Katie Ryder has been checking this journal often, because she knows how guilty she is. She knows that I know what is happening. Today, she comes to work and tattles to Beha, saying I said mean things about her on here, when I said nothing at all about her directly, and certainly nothing cruel. Until this entry, her name does not appear in these pages. Neither does Beha's.

Why? Because I've given every last centimeter of rope to these people, hoping they'd stop with the discrimination against me. But I also knew, of late, that they were setting me up, then they were going to try and find anything they could to send me a self-serving, mendacious, pathetic letter like the one Beha did today. Again: wouldn't respond to work. Wouldn't respond to pitches. So what we end up with is something from a person like this that is beyond childish and pouty and pathetic. Not grown-up. Not valid. All because of these other personal things, regarding someone with the great work, who did no wrong.

As I've said, it is not going to go the way you want it to go if you are trying to do this with me, or have been doing it with me. You're not smart enough, you're not strong enough, and you are 100% guilty. Which every objective third party who reads these pages will know. My character, my work, my ideas, my track record, all speak for themselves. I'll say it again: Knock it off. Stop the discrimination. Treat me and my work the way I and it deserve to be treated. I only want to move forward. But I am not going to sit back and let anyone get away with doing me like this.

You can also hardly impugn someone you don't mention, and the truth is not an impugning agent, anyway. That's the thing about the truth. If you remember, I was writing on here recently about Poe's "Tell-Tale Heart." Look how obvious it is that these people know exactly how how guilty they are. That's why Beha is trying to get ahead of this. He's trying to cover himself. Note the language with its tone of "I didn't do anything wrong, no one did anything wrong, here it is in writing." Remember how I said they default to boilerplate when they know that you know they are absolutely busted.

Treated fairly for years, hmmm? This hypocrite. Like I don't have the emails I sent this man? Want to come in my inbox and do a search on his name to see his absence of responses?

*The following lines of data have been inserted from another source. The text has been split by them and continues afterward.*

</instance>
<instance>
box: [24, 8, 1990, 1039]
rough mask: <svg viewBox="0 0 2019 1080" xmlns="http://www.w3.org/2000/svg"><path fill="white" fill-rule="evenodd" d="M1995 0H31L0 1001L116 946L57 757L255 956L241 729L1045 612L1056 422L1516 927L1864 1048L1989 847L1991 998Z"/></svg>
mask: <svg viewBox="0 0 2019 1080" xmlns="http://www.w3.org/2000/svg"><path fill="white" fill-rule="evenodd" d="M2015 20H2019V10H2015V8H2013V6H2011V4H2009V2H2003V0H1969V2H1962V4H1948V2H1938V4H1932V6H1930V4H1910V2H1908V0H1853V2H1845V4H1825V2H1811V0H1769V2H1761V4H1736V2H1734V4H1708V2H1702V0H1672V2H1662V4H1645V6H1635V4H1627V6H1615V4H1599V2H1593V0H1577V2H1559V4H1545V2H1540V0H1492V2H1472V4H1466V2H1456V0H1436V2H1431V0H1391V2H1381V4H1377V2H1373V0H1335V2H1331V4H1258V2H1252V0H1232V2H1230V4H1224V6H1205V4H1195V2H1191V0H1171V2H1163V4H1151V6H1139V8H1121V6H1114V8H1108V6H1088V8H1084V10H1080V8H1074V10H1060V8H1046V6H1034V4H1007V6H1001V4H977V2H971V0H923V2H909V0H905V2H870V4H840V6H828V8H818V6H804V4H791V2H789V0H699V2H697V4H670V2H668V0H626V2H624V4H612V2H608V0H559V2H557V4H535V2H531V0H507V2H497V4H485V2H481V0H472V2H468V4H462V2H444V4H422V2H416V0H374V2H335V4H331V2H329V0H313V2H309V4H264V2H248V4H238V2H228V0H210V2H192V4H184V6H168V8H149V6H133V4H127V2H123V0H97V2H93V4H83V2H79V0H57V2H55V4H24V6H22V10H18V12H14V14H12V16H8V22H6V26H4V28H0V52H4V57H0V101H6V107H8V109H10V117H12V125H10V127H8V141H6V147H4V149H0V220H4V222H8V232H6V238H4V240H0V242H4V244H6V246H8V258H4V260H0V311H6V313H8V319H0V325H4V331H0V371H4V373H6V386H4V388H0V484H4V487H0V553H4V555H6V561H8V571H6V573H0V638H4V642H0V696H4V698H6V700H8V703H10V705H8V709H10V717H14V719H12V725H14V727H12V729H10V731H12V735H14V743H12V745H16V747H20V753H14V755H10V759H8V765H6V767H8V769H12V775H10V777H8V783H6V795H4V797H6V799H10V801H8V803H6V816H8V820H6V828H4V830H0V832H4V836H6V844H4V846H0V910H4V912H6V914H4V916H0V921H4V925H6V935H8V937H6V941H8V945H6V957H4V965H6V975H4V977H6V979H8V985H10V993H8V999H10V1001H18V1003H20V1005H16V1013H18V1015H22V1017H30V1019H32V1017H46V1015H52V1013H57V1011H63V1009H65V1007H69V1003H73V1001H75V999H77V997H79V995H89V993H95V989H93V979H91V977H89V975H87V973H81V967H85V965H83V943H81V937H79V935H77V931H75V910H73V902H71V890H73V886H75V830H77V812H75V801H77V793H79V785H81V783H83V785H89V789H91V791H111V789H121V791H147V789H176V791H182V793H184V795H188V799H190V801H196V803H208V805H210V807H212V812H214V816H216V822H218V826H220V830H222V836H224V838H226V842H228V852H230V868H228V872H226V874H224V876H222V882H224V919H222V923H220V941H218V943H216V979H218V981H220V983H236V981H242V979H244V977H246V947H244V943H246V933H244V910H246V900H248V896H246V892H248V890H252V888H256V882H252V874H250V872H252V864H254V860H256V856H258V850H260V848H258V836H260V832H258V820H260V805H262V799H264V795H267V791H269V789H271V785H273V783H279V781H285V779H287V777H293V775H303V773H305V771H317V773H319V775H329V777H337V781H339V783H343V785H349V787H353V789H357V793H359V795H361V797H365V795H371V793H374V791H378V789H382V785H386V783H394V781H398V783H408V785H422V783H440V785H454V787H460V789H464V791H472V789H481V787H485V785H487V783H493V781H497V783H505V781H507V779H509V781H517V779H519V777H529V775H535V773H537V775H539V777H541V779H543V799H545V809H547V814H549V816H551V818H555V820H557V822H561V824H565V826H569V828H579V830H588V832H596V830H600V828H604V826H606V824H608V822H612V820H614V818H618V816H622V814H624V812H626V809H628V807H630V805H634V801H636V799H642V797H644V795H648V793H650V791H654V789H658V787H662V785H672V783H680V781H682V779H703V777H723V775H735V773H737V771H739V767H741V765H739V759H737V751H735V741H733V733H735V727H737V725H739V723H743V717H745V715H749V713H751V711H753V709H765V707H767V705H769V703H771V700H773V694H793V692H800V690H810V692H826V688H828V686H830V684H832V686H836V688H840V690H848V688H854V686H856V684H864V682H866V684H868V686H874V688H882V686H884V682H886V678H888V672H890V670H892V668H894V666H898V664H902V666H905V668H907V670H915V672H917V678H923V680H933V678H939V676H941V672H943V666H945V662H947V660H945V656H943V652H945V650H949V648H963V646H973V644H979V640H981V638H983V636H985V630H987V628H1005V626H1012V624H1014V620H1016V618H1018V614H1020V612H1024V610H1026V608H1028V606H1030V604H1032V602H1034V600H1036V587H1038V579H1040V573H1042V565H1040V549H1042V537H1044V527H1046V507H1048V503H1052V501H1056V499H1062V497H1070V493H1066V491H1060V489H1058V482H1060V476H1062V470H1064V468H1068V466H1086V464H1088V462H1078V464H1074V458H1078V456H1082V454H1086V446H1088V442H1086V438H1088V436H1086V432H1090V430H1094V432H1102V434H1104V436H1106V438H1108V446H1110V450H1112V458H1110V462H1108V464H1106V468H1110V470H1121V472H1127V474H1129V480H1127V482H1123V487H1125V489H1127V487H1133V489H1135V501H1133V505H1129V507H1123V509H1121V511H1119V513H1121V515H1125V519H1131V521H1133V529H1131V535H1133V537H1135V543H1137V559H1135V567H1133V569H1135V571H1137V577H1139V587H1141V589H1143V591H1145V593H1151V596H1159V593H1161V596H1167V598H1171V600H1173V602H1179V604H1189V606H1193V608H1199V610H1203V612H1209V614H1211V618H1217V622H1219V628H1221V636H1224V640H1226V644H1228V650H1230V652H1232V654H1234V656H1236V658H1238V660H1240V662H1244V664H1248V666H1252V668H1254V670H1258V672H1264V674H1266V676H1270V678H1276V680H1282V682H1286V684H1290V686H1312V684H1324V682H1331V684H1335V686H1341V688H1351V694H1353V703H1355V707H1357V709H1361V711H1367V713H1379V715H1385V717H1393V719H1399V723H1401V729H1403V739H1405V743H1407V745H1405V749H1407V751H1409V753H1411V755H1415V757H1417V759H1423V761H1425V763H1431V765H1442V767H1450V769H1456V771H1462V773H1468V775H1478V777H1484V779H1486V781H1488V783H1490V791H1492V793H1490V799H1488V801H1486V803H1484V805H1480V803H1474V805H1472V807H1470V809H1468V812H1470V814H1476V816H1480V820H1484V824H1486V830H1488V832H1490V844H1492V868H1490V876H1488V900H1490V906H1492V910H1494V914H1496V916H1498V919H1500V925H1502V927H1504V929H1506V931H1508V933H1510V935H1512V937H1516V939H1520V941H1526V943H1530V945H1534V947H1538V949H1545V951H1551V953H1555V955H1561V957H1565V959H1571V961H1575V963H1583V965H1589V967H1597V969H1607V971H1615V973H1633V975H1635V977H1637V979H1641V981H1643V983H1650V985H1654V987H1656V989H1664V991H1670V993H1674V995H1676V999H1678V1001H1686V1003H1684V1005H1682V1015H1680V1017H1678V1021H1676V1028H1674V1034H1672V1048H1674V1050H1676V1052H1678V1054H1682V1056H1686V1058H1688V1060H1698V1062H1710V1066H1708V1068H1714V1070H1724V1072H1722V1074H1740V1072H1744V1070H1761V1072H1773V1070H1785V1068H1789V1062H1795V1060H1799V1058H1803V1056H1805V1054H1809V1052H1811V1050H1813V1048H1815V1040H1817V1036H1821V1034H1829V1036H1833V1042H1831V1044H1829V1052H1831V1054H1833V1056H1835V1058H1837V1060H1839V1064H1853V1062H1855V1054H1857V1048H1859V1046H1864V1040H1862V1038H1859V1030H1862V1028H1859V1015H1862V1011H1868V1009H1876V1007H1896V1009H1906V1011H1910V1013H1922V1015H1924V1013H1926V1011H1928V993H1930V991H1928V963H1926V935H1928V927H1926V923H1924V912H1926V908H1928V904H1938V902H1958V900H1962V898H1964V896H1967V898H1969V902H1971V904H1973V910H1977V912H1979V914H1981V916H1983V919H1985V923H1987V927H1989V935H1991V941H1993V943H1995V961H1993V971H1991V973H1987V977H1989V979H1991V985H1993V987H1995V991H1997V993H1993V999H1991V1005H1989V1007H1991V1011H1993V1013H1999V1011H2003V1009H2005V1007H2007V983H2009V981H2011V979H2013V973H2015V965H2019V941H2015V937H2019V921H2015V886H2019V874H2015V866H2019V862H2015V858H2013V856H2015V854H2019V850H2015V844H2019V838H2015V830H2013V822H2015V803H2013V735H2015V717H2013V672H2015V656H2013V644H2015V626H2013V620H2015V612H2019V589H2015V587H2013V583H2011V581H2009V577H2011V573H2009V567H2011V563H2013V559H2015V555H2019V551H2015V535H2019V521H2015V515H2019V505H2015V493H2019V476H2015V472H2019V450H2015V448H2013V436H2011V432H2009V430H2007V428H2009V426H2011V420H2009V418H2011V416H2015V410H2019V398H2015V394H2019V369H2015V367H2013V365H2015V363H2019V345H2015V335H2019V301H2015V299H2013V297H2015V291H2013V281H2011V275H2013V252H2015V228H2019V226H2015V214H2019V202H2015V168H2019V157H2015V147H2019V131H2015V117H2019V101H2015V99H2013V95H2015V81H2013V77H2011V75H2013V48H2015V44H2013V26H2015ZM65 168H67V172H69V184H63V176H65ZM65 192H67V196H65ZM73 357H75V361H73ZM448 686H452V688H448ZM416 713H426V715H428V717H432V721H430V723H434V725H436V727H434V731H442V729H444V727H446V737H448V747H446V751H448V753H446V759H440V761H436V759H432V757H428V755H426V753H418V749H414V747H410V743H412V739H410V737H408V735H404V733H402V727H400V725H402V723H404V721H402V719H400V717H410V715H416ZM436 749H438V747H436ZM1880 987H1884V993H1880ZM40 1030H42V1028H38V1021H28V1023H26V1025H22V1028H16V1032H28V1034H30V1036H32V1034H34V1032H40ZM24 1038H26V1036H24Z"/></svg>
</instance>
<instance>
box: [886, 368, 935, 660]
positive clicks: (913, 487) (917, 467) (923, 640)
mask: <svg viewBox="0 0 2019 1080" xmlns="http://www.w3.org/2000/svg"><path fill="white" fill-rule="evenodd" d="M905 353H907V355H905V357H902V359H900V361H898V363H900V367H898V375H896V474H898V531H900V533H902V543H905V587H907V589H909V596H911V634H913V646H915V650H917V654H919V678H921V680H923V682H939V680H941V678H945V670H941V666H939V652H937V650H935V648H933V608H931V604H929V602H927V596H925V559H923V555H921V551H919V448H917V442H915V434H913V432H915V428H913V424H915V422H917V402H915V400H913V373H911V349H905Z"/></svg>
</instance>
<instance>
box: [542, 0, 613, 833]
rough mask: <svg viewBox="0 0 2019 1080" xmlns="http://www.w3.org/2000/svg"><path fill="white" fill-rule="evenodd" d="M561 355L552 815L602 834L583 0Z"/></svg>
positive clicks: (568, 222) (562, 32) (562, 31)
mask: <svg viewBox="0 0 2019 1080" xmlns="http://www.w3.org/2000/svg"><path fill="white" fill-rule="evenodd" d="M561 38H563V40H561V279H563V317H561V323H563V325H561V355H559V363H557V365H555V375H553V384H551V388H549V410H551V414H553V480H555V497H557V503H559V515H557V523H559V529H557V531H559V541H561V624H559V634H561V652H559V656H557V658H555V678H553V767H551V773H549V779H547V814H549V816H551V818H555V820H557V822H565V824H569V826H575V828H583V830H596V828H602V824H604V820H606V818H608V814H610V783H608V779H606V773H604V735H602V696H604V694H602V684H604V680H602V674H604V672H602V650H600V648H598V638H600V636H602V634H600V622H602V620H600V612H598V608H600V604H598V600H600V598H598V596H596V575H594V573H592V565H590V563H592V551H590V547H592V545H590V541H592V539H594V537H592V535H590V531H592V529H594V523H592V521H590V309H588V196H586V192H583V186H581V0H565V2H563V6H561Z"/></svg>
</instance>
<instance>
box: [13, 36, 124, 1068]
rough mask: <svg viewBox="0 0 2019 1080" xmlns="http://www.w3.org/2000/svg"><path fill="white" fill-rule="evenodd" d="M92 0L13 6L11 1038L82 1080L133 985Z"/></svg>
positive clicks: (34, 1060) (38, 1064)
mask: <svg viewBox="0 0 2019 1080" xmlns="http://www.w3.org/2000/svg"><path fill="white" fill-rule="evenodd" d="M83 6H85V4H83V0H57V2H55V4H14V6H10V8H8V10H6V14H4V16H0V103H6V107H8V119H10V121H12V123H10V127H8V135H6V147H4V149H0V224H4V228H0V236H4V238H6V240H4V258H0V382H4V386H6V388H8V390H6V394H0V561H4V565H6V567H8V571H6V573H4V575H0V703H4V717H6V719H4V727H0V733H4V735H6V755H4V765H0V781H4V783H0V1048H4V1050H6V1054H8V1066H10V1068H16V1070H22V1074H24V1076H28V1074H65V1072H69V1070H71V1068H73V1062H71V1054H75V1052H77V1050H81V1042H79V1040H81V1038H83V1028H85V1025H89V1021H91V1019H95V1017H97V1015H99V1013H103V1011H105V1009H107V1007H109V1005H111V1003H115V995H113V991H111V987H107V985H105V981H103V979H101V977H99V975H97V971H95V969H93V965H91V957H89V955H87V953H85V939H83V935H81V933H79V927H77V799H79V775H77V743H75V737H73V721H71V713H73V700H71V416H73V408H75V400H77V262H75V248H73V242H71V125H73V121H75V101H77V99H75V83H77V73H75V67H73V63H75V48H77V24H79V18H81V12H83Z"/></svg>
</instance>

I know, as I've said, someone like this better than I know my own mother. And Katie Ryder, too, of course, but she's someone who's just weak and doing what she's told to do. It's all weakness, though, in one form or other. Here's Beha's letter to me today, which was titled "Harper's submissions." You get the boilerplate right from the top.

Dear Colin,

I'm writing to let you know that Harper's will no longer be considering submissions from you. I believe you've been treated fairly by the magazine over the years, and I am quite certain that everything about the way your most recent submission was handled was entirely appropriate. I am not interested in working with someone who would impugn the integrity of my staff on the basis of that exchange.


Chris Beha

Here was my response. Of course, I knew he wasn't going to reply, because, well, we all know what's going on, and like I said, guilt is guilt, so what are you going to say? It so clearly is what it is. And everyone here knows it.

It really doesn't matter, because you were not considering submissions from me. You, personally, were certainly not, and you couldn't have acted less professionally over the years. You would reply to nothing, because I am not personally anything to you. I'm not your crony. It was never about the work. And I know exactly what happened the other day. I have proof of it. I have proof of my email going around the country. I have proof that the submissions were not read. On the blog, which I assume you're referring to with your obvious guilty conscience--because I named no names, and I could have been referring to anyone: that you assume this was Harper's is telling. You're going to strike this sanctimonious tone when you are obviously in the wrong? Guilty is guilty. People always know. You know. Your staff knows. And now, with specificity, a lot more people are going to know. Wrong person to try and bully, handle, and lie to. You're not handling me now either, as you have hoped to, and the problem is not going to go away.